Set Permissions on a Data Object

Note

Access control requires the Azure Databricks Premium Plan.

The Azure Databricks view-based data governance model lets you programmatically grant, deny, and revoke access to your data from the Spark SQL API.

This data governance model lets you control access to securable objects like tables, databases, views, and functions. It also allows for fine-grained access control (to a particular subset of a table, for example) by setting permissions on derived views created from arbitrary queries. The Azure Databricks SQL query analyzer enforces these access control policies at runtime on clusters with table access control enabled.

This topic describes the privileges, objects, and ownership rules that make up the Azure Databricks view-based data access control model. It also describes how to grant, deny, and revoke object privileges.

Requirements

Before you can grant, deny, or revoke privileges on data objects, an administrator must enable table access control for the cluster. For information about how to create a cluster that follows this security model, see Enable Table Access Control.

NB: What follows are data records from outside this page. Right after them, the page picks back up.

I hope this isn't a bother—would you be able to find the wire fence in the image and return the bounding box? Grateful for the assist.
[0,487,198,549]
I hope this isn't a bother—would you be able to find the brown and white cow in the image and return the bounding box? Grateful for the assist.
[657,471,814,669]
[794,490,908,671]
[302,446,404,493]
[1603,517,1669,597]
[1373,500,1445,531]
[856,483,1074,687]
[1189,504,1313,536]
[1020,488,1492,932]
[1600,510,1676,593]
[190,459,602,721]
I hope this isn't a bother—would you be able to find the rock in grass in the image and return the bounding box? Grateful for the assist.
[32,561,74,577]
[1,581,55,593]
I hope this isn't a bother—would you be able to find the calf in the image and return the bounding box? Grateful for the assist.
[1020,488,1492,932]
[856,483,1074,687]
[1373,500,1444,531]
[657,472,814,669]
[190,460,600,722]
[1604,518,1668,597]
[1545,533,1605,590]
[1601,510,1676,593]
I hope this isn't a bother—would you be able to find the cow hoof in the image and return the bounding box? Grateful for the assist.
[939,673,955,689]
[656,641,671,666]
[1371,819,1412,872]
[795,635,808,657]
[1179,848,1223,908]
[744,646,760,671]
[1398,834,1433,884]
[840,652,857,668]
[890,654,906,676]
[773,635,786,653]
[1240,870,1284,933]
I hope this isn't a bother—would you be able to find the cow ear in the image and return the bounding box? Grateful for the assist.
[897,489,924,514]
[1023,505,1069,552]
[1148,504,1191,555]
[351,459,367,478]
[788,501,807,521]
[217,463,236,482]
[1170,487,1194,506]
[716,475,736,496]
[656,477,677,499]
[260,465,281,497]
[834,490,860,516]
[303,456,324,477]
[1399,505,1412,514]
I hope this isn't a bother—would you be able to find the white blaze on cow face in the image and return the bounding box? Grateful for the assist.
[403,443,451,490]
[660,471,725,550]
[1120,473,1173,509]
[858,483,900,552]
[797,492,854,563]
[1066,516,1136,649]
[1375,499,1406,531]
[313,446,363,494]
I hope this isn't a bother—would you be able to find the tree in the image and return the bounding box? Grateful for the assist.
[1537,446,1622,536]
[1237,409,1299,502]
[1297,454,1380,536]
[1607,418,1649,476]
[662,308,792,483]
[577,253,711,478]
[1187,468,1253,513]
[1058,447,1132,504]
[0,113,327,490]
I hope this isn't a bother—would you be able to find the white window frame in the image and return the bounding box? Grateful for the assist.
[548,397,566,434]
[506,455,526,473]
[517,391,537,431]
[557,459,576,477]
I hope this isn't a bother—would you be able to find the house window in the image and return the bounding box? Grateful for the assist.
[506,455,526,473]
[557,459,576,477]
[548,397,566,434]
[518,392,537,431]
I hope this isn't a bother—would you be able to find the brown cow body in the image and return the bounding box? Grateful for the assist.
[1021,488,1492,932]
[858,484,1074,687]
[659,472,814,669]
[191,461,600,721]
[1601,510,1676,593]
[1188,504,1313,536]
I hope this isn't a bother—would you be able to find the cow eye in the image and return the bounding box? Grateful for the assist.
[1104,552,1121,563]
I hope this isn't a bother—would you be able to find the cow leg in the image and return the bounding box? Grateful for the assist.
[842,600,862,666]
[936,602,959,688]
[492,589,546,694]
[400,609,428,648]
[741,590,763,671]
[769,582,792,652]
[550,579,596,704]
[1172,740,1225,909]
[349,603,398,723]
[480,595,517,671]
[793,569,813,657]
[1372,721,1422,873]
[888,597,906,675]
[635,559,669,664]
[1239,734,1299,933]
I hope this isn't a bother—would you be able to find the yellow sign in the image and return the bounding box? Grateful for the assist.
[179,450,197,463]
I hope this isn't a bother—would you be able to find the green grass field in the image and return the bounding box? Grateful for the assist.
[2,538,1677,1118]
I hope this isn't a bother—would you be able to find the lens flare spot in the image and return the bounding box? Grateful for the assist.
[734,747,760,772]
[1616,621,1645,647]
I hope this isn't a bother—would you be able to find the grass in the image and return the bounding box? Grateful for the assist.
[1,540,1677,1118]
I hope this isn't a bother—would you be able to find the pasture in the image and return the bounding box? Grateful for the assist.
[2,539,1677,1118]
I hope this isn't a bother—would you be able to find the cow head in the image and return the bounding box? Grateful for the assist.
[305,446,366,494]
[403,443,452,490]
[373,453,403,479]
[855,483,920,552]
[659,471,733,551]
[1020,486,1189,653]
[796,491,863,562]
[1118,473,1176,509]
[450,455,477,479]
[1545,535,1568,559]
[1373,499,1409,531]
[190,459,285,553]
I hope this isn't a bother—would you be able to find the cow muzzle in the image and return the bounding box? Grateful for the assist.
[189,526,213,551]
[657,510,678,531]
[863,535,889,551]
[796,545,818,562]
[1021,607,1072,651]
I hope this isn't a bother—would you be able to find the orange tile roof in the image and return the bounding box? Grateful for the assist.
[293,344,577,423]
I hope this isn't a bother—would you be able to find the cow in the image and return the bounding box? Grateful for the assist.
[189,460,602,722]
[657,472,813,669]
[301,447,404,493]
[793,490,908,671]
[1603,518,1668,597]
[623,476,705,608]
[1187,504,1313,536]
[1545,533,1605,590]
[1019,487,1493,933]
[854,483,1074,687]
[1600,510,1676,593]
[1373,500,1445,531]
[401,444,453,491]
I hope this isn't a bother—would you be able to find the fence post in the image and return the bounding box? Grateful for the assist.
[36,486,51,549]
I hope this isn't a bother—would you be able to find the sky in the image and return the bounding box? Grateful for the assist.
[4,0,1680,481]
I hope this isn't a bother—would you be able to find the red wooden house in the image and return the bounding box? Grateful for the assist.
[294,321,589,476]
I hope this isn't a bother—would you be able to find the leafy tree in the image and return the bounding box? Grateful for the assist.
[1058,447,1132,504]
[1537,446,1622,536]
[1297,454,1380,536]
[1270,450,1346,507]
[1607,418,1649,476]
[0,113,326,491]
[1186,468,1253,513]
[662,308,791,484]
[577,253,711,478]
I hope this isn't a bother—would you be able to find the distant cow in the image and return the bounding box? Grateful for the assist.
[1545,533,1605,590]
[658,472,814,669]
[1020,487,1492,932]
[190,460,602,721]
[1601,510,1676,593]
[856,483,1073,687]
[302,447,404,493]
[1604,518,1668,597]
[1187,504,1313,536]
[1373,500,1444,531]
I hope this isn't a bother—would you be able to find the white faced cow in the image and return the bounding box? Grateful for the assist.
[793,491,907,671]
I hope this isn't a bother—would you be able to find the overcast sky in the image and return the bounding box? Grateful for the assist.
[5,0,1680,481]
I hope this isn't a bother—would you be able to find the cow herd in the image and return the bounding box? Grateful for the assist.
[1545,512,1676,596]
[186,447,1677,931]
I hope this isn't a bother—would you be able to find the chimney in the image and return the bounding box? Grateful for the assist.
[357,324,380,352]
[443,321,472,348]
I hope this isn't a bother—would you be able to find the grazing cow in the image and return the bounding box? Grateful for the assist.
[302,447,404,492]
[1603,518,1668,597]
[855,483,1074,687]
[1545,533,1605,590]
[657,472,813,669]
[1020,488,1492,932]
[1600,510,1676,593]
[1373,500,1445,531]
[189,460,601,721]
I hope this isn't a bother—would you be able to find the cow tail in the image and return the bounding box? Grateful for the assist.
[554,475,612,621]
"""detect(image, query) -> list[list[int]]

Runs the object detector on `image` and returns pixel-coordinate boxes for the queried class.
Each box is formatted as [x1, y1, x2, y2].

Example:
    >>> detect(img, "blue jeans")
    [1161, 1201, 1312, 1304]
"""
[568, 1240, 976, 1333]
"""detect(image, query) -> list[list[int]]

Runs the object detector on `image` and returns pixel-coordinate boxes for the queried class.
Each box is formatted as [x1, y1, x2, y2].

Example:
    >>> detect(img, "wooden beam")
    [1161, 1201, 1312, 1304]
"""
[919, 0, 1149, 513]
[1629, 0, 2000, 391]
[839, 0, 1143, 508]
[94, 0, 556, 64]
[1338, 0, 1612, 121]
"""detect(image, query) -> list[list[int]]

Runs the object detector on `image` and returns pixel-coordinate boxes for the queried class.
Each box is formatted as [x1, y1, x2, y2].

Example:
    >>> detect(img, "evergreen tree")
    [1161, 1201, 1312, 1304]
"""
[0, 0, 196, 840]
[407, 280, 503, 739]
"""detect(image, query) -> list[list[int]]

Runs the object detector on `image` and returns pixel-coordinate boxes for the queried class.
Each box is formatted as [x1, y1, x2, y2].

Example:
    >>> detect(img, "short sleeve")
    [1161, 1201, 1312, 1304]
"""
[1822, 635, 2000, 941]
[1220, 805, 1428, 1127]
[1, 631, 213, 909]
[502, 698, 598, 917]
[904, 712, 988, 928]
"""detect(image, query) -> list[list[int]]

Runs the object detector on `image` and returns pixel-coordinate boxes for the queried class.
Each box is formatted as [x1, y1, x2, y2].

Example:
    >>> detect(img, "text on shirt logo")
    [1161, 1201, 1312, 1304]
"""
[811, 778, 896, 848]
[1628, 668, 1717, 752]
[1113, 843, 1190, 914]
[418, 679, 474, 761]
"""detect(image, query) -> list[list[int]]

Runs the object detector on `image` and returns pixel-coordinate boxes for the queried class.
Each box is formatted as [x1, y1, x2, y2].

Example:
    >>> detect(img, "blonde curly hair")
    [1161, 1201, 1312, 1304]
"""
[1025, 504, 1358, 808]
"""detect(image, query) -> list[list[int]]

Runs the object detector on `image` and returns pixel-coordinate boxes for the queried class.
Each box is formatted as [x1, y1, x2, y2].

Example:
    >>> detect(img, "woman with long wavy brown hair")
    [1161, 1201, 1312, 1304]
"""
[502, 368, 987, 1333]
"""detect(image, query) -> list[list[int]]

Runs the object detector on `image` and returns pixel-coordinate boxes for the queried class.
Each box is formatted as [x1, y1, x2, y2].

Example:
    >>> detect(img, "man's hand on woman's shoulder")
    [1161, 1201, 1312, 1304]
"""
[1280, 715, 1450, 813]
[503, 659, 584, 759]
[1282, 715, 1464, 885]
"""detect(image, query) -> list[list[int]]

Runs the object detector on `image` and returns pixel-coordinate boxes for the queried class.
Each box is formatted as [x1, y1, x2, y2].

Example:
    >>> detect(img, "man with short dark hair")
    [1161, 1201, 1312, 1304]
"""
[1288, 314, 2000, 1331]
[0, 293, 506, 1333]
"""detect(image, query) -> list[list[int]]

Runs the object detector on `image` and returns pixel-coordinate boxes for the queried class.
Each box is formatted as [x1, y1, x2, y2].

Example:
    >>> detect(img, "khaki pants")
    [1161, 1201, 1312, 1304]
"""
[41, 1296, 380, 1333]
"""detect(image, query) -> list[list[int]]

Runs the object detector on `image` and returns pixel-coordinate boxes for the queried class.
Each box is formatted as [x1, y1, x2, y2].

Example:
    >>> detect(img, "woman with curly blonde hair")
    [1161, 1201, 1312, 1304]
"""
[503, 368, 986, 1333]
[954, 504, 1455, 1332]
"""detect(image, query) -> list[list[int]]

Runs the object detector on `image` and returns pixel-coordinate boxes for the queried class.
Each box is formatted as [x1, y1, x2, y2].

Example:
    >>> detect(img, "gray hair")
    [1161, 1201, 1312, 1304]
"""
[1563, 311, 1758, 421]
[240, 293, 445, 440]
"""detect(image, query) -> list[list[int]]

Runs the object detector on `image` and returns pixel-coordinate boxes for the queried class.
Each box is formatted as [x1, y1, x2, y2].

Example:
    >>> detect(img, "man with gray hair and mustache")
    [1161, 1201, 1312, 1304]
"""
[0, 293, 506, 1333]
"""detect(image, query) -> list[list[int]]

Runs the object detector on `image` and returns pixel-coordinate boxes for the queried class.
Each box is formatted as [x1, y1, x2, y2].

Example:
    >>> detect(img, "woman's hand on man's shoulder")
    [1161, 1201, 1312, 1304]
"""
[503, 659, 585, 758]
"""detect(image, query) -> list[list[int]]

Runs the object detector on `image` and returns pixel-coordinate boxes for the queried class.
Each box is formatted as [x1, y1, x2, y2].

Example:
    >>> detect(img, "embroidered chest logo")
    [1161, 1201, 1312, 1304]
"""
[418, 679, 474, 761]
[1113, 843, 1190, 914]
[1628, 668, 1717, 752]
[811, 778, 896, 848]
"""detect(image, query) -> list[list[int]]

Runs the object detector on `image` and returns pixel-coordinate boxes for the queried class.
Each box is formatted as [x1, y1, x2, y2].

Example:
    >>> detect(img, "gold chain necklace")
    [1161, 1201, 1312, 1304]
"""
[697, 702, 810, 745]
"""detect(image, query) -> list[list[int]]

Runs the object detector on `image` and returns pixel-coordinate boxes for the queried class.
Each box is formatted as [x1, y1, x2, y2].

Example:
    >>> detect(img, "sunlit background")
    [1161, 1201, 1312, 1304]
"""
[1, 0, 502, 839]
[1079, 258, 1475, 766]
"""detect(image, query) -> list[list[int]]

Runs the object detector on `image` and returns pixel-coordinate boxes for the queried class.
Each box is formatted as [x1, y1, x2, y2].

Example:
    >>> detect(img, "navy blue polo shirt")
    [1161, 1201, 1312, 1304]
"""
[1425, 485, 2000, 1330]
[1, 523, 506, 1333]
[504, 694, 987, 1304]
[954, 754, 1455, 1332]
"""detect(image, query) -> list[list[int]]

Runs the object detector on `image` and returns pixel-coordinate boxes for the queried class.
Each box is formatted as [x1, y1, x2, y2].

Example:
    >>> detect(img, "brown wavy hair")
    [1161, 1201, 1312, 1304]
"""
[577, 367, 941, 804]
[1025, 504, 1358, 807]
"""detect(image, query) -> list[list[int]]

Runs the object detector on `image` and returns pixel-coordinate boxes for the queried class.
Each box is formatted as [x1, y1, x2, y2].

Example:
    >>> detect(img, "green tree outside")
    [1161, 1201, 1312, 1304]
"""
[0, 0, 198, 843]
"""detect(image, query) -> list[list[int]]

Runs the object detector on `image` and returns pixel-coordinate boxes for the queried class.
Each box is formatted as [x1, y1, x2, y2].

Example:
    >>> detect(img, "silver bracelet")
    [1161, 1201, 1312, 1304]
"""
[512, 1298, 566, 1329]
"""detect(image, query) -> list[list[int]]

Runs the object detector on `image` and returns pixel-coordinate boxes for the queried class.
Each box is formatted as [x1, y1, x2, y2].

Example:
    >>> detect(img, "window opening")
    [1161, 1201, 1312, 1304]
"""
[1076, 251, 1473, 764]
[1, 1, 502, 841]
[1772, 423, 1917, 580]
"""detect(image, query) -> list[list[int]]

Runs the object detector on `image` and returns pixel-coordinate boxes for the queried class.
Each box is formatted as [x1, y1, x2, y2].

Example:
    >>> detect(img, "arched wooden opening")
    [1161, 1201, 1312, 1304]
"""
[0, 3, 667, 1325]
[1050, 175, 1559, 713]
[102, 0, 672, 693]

View-based access control model

This section describes the Azure Databricks view-based data access control model.

Privileges

  • SELECT – gives read access to an object
  • CREATE – gives ability to create an object (for example, a table in a database)
  • MODIFY – gives ability to add/delete/modify data to/from an object
  • READ_METADATA – gives ability to view an object and its metadata
  • CREATE_NAMED_FUNCTION – gives ability to create a named UDF in an existing catalog or database
  • ALL PRIVILEGES – gives all privileges (gets translated into all the above privileges)

Objects

The privileges above can apply to the following classes of objects:

  • CATALOG - controls access to the entire data catalog.
  • DATABASE - controls access to a database.
  • TABLE - controls access to a managed or external table.
  • VIEW - controls access to SQL views.
  • FUNCTION - controls access to a named function.
  • ANONYMOUS FUNCTION - controls access to anonymous or temporary functions.
  • ANY FILE - controls access to the underlying filesystem.

Object ownership

For some actions, the ownership of the object (table/view/database) determines if you are authorized to perform the action. The user who creates the table, view, or database becomes its owner. In the case of tables and views, the owner is granted all privileges, and can grant those privileges to other users.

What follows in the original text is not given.